In response to the problem outlined above, we project that over the next 2 years, reference genomes [33] will be constructed using new algorithms [34] combining long-range physical maps with voluminous Gen-2/3 data sets [35]. In this regard, the Optical Mapping System constructs genome-wide ordered restriction maps from individual (~ 500 kb) genomic DNA molecules [36, 37]. Like the Gen-3 sequencing platforms, Optical Mapping is a single molecule system that uses microscopy for imaging dense arrays of individual DNA molecules [38]. Although sequence information is not acquired, a dense restriction map is constructed for each 500 kb molecule, enabling maps to bridge across complex genomic regions. Optical Mapping data sets comprise hundreds of thousands of maps that are assembled into genome-wide physical maps using de novo [34, 39] and anchoring approaches utilizing provisional sequence scaffolds [33, 40]. A successor to Optical Mapping–“Nanocoding” [41]–promises dramatic boosts to throughput by leveraging novel DNA nanoconfinement effects (long DNA molecules are electrically squeezed in tight tubes). Other advancements are aimed at new systems that directly combine sequencing and long-range mapping within a single approach. Here, a string of short sequence reads is acquired along a large, molecule that is mapped [42, 43, 44]; called “Optical Sequencing.” In this way, many of the issues surrounding modest read lengths are addressed and such developments support that assembly of truly finished genomes.
4.2 Every Genome Matters
Although new sequencing approaches will drive the compilation of a Noah ark catalog of sequenced genomes, somatic genomes present an almost infinite collection of genotypes for discovery by even more advanced sequencing approaches. Analysis of tissue sections will yield subtle genomic alterations when ultra-deep sequencing becomes economically feasible. These rare genomic alterations sometime arise from inherent genome instability [45], and may evolve further into pervasive cancerous states. Consider that gathering 1,000,000 X coverage is about 100,000 times deeper than the publicly available human reference genome. Another way of thinking about this is 1,000,000 X genome coverage is equivalent to sequencing 100,000 individuals. The computational challenges arising from this are far beyond our current capacities; even today’s Eulerian methods are bound from the excessive memory requirements. As always the solutions must be closely linked to the technologies.

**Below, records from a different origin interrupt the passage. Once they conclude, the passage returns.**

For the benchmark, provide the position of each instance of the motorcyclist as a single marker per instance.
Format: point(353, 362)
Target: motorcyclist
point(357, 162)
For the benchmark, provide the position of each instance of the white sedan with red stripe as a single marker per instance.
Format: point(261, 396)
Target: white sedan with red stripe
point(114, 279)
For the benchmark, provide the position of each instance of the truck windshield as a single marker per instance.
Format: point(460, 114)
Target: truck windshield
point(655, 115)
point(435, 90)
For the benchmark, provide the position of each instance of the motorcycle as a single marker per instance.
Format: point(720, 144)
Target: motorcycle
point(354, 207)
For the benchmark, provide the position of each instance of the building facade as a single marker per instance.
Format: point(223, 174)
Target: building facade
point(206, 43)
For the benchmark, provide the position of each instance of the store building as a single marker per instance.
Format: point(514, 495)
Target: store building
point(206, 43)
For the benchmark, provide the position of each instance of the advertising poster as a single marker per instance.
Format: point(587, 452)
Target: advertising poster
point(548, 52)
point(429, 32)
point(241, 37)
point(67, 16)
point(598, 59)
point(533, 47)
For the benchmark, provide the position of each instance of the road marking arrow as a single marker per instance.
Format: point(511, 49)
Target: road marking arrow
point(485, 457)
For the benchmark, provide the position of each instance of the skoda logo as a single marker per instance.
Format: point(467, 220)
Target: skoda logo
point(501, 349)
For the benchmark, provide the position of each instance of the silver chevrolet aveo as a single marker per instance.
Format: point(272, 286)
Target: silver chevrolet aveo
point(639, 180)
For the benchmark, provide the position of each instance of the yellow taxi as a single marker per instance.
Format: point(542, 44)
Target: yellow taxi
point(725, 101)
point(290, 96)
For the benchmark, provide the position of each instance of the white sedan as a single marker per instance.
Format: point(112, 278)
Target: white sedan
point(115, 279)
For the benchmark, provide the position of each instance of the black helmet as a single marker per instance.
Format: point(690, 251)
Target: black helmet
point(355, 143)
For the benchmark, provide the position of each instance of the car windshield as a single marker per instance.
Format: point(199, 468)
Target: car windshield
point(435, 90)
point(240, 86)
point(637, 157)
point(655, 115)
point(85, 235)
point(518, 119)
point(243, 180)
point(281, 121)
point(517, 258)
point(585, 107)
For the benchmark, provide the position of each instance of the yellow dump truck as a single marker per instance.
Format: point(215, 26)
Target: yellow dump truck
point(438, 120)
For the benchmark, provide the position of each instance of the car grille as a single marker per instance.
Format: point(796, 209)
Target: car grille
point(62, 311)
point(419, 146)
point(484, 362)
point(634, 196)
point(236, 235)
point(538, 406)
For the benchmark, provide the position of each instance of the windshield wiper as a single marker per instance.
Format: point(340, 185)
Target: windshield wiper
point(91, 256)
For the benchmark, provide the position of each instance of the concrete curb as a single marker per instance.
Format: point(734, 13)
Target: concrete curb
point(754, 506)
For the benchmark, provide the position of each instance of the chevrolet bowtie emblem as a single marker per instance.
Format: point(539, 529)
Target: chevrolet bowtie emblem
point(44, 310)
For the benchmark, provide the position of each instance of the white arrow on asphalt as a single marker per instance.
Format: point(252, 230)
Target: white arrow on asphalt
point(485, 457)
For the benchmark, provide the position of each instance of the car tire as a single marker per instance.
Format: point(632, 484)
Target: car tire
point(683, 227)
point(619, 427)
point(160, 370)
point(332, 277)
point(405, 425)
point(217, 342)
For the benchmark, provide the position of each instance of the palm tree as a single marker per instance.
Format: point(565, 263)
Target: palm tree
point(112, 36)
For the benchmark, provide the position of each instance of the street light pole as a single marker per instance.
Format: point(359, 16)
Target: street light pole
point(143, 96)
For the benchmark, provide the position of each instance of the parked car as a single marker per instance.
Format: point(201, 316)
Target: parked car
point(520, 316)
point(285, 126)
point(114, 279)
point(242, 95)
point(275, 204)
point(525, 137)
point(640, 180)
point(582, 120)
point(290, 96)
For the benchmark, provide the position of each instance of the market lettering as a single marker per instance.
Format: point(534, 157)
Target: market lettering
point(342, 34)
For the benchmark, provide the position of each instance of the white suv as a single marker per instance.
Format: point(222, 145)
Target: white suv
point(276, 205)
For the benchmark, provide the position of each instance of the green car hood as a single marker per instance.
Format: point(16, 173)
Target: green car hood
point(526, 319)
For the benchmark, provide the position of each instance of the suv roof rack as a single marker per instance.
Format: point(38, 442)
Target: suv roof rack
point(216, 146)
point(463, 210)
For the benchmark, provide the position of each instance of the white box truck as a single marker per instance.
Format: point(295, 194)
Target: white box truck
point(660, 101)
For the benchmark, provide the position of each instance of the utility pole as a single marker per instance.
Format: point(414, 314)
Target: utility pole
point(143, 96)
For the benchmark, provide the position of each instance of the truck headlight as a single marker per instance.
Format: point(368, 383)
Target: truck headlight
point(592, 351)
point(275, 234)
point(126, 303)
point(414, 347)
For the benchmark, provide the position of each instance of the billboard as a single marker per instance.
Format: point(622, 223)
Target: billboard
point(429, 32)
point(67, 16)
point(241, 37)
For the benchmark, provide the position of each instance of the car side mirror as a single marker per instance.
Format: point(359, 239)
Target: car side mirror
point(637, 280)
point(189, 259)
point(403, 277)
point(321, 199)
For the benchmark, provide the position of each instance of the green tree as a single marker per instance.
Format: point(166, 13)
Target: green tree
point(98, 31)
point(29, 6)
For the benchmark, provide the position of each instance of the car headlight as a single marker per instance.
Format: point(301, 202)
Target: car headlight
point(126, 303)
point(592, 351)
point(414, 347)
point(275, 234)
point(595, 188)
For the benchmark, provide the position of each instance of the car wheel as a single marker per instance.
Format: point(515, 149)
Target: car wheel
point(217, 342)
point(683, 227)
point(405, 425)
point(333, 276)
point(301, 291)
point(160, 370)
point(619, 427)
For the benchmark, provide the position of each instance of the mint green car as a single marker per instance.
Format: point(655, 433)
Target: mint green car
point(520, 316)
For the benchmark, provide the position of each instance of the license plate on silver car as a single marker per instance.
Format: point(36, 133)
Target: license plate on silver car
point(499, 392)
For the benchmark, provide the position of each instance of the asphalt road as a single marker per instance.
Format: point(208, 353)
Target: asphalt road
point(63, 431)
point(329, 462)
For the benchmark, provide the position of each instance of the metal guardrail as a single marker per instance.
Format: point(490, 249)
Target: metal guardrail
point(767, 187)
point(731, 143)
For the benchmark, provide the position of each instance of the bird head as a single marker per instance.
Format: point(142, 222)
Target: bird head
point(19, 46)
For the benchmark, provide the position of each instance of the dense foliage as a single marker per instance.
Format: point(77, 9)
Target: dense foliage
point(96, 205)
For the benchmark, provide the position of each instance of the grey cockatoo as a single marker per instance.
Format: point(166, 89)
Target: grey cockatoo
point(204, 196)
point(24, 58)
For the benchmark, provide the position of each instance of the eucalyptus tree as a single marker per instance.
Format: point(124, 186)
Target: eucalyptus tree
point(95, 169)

Extensive resequencing will reveal outlier populations of cellular genomes (the genome of an individual cell) when sequencing is done on a per cell basis. If cellular DNAs are pooled then sequenced, a more practical approach, a spectrum of rare genotypes spanning the entire genome will be apparent for a given tissue sample. It is likely that most of these altered genotypes are mutations, but more interestingly, we will have the chance to discover new developmental programs that may guide differentiation and ensure pluripotency.
Acknowledgments
We are grateful to Frederick Sanger for his discoveries which laid the basis for knowing ourselves at the molecular level.
This work is supported by under NIH Grant R01 HG000225 (DCS) and NSF Grant DBI-0501818 (DCS).
Contributor Information
David C. Schwartz, Email: dcschwartz@facstaff.wisc.edu.
Michael S. Waterman, Email: msw@usc.edu.
References
- 1.Harris TD, Buzby PR, Babcock H, Beer E, Bowers J, Braslavsky I, Causey M, Colonell J, Dimeo J, Efcavitch JW, Giladi E, Gill J, Healy J, Jarosz M, Lapen D, Moulton K, Quake SR, Steinmann K, Thayer E, Tyurina A, Ward R, Weiss H, Xie Z. Single-molecule DNA sequencing of a viral genome. Science. 2008;320(5872):106–9. doi: 10.1126/science.1150427. [DOI] [PubMed] [Google Scholar]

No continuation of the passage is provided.